While I generally prefer to have every meal and snack for the week set, sometimes I’m too busy for that. Instead, I will…
2. Just Plan Dinners
For free spirits, the thought of planning everything that you’re going to eat for an entire week is stifling. I wrote about that in depth in a piece for Homemakers in Action. For most people, dinner is the most elaborate meal of the day. Having that decided, even if it’s the only thing you have decided, saves a lot of stress. You also don’t necessarily have to commit to having your seven dinners in any particular order. If you’re in the mood for tacos on Monday and you wrote down that you’d serve them on Tuesday, you can switch.
3. Plan One Week
This is what I do. I have several chores that I have set as once weekly tasks. Meal planning is in that category. When I really have it together, I go through the refrigerator and pantry and choose my meals based on what ingredients I already have. I don’t always really have it together though, so sometimes I just list whatever comes to mind and go from there.
4. Plan One Month
I have never been organized enough to sit down and plan an entire month’s worth of meals in a single sitting. However, I did develop 28 Days of Meal Planning over the course of a month. It’s a free download that is available when you subscribe to Homemaking for His Glory.

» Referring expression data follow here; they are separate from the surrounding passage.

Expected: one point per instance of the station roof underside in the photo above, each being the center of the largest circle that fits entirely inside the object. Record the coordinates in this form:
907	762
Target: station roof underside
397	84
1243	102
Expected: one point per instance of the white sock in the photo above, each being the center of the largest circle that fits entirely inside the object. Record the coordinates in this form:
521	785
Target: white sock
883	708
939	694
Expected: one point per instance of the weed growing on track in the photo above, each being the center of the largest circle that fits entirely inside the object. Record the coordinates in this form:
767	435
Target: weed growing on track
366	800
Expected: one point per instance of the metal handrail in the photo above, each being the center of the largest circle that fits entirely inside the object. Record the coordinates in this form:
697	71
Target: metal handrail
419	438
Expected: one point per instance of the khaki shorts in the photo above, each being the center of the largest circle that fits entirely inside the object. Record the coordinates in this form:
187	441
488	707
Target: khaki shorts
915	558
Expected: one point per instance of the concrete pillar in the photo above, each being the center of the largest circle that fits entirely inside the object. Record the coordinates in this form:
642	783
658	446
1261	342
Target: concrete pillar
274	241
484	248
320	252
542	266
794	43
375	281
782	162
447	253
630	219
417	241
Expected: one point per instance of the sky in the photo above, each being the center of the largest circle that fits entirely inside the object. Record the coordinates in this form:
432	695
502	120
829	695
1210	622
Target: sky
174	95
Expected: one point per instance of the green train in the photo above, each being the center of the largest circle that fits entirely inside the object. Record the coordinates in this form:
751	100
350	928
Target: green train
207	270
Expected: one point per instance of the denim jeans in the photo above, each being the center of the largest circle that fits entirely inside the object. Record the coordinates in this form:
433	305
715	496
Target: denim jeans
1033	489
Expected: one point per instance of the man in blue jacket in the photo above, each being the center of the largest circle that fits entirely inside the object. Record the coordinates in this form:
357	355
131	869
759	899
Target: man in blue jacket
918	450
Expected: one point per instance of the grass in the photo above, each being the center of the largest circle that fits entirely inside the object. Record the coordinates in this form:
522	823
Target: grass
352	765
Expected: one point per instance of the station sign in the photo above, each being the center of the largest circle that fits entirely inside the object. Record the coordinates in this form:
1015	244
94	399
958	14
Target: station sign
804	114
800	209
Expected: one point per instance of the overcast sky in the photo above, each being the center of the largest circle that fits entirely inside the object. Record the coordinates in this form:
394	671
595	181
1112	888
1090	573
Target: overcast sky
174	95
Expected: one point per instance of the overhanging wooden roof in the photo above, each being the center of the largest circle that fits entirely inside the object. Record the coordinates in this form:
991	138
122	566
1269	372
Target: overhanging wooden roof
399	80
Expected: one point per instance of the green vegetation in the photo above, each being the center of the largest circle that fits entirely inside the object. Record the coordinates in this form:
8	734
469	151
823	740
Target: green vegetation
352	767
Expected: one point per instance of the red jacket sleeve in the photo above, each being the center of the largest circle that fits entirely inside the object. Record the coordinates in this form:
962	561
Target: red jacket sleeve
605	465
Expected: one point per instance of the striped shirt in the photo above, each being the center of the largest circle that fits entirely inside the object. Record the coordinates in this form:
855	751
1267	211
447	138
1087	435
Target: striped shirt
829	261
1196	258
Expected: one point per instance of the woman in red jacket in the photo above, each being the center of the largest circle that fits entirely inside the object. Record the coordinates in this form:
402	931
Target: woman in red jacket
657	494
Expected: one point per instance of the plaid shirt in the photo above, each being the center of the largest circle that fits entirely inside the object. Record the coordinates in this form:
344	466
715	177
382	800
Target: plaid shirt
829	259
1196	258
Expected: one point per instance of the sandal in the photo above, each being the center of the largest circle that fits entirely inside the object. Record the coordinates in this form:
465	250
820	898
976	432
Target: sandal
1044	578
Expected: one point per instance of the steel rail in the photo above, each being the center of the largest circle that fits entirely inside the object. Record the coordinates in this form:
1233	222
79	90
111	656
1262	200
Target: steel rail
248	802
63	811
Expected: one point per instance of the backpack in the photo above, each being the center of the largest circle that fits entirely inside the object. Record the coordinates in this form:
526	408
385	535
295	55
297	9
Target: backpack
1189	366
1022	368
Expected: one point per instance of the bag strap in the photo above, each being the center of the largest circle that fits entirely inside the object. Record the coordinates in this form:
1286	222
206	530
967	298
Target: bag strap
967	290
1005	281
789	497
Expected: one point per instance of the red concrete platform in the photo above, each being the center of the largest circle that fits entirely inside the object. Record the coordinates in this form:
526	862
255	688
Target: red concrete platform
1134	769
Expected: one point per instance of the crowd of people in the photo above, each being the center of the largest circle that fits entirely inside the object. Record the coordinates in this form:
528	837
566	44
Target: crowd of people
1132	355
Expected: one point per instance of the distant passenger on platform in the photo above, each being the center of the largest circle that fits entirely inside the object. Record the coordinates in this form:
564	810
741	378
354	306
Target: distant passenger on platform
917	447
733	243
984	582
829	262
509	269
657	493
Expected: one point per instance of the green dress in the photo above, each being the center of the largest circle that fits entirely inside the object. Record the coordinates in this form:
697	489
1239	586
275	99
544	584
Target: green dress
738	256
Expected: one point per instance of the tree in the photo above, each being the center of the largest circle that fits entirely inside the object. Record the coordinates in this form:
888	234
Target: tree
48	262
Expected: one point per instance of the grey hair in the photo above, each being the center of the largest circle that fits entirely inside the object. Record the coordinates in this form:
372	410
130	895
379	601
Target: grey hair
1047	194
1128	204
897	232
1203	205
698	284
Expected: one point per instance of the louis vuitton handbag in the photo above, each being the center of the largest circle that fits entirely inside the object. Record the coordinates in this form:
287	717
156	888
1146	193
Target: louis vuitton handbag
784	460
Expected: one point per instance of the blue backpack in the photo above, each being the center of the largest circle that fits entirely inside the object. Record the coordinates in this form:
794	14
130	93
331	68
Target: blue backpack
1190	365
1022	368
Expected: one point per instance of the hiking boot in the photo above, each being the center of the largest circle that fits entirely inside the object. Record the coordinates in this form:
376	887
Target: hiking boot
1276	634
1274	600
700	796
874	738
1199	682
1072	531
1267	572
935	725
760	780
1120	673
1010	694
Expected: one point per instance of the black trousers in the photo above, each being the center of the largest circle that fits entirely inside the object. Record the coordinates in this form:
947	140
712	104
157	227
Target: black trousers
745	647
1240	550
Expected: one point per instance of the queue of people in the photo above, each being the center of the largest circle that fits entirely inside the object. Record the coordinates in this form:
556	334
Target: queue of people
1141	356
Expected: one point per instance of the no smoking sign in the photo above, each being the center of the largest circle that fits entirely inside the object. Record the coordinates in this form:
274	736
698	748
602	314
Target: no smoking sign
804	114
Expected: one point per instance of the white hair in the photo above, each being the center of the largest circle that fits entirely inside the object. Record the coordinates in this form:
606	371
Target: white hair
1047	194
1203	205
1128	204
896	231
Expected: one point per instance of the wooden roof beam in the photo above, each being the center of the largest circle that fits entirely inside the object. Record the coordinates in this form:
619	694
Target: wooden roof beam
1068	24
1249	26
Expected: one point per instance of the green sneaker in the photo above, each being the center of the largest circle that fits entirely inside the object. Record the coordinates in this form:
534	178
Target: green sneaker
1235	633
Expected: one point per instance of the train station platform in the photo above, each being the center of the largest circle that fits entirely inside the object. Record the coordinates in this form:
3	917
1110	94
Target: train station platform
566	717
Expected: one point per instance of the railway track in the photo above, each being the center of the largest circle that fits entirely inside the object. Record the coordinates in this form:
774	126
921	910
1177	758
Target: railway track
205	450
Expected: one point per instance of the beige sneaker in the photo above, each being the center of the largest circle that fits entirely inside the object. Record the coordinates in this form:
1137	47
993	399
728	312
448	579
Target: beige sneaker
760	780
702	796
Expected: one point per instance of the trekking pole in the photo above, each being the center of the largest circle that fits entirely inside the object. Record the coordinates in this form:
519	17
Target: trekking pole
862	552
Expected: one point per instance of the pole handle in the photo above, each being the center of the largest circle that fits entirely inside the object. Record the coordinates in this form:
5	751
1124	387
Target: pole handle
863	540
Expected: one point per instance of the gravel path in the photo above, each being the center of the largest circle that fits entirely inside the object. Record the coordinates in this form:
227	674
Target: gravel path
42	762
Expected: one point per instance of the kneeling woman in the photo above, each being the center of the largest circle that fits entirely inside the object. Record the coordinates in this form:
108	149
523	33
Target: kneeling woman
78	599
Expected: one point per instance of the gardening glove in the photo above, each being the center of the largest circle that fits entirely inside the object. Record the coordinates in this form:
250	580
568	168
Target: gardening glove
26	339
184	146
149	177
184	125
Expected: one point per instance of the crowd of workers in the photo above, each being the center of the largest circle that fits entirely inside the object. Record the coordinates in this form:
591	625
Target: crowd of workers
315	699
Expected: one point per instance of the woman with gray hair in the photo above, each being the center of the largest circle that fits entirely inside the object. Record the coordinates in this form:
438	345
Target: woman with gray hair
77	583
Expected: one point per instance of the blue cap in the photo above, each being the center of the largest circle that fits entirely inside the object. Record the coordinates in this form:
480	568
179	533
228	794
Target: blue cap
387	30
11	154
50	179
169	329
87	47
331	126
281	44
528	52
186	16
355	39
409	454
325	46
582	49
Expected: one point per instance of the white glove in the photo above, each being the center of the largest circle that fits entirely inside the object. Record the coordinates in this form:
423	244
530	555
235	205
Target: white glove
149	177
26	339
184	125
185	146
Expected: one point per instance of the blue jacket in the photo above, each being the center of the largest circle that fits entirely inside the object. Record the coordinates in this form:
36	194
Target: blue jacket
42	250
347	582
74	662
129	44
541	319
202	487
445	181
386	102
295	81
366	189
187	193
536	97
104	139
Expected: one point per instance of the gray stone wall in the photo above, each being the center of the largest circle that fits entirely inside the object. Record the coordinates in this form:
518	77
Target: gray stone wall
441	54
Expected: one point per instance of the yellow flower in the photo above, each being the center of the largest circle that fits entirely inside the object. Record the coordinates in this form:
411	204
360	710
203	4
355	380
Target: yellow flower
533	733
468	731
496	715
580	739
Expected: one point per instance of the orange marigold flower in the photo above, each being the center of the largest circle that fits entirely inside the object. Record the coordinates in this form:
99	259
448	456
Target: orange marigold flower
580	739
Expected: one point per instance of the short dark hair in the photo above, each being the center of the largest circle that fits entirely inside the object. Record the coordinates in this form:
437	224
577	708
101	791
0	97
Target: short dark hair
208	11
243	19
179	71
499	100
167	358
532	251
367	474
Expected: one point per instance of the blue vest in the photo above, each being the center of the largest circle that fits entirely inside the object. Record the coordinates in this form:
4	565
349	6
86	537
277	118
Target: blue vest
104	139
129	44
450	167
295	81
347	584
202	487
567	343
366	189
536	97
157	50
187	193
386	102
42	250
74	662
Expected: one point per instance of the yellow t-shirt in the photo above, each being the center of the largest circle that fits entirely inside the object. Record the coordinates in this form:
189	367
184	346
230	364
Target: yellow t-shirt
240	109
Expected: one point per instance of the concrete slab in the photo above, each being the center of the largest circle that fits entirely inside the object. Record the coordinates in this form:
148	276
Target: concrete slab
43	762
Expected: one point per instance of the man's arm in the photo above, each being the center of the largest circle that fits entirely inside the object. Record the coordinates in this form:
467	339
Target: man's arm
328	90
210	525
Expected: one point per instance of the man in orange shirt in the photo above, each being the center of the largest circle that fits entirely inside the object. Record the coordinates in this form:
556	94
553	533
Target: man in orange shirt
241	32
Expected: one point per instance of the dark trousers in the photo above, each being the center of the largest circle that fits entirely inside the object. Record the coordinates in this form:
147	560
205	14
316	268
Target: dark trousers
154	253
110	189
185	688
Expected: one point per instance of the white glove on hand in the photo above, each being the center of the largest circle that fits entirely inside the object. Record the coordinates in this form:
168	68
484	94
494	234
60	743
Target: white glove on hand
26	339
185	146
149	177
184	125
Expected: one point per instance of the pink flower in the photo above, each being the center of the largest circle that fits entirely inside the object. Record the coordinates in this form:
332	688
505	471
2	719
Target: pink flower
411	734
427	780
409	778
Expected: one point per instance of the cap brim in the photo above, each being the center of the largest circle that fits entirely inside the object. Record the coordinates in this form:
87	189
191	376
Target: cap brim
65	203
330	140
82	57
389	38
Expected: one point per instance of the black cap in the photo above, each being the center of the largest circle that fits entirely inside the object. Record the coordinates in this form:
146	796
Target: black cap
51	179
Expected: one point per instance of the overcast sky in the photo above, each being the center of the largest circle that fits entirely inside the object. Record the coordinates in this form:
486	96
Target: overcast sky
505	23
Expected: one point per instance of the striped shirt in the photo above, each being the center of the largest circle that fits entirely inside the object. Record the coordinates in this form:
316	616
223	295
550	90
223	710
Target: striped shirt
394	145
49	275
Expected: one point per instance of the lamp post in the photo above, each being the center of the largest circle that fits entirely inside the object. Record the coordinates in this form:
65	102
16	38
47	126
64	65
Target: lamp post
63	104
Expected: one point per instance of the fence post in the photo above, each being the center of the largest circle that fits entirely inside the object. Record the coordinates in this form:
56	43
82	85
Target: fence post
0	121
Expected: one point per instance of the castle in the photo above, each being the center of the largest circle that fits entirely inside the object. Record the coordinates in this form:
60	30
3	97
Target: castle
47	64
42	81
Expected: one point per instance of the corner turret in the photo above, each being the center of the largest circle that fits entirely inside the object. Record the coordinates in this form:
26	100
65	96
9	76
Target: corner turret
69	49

If you live in a rural area and aren’t able to get to the grocery store without a major production, making a monthly plan could be a good fit for you.
5. Plan Themes
If you’re short on time and if you want to only plan dinners, the thematic method is ideal. Essentially, you decide on a “theme” for each night. Example themes: crockpot, Italian, Mexican, family favorite, pizza, leftovers, etc. Each day of the week gets a theme. Then you only have to select a recipe that fits the theme for each night. The themes make the selection part of the process quicker.
6. Automate It
Maybe you’re sold on the benefits of meal planning, but you just don’t have the time to implement it. There are several paid services that will expedite the process for you. One of my favorite bloggers has five children under the age of five. She really likes Build a Menu. While I have never used it myself, she loves it. I could see myself using a paid service if I was in a busier season of life.
Do you meal plan? What method or service do you use?